Tuesday, June 2, 2009

I like cookies to be free-form

No cookie cutters for me. They taste good no matter what.

In starting to read some of the course material for my online class I came across a small paragraph that got under my skin and enraged me. I understood it for the necessity of the course but . . .

That's just it, "for the course, for the course" is all I keep muttering to myself. I was going to write a scathing rant on the "cookie-cutter" culture we will never escape (though claim to have over-come over and over and over again). The words of Foucault, Derrida and Said were echoing in my head with an image of Nietzsche's Madman running through the market in the daytime with his lit lantern and . . .

I just let it all go.
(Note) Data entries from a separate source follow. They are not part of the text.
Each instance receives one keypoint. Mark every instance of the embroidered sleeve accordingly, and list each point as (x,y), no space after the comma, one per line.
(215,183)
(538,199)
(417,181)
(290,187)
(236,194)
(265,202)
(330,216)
Do we have to look towards the future to understand what the ramifications are for the use of new technology by the herd? The formulas for success are just a click away. You can even find a perfect mate, learn how to sculpt the perfect body, even become a man/woman of God. I'm proud of such ingenuity put forth by my fellow man, but what would we do, if suddenly left without the formulas? It's not a new fear, in fact I feel like an unoriginal broken record. What do we do when it's all gone?

For those of you who had the pleasure of seeing the movie Up this weekend I hope the whole message of representation did not get lost. I'm not quite getting at the phenomenology of film . . . but a bit broader. Quickly, without wasting too much time on plot and hopefully not giving too much away, the main character Carl seems to have an unhealthy attachment to the things that reminded him of his late wife, Ellie. In fact, this attachment to these objects are what get him in trouble in the first place (the mailbox incident). What Carl realized during the course of the film was that those memories originated in him. They poured out of him. This theme ran and over-lapped in various sub-plots through out the entire film. After all we could examine the superficial reasons that led Russell to Carl's door step. I think the mystery and the interesting part of all of it (of life) is what happens in the "in between." The turning of an object into a symbol (whether personal or cultural). The becoming of an icon. Which definitions we choose and which objects house those definitions, when and why . . . Gah . . . . somewhere in there is where I want to be.

What do our "symbols" say about us now . . .
"Instant" messenger
"High-speed" internet
"All access"
"Unlimited" text


The idea that you aren't connected with the people you love if you don't have constant access to them . . .


All of this makes me long for where the wild things are.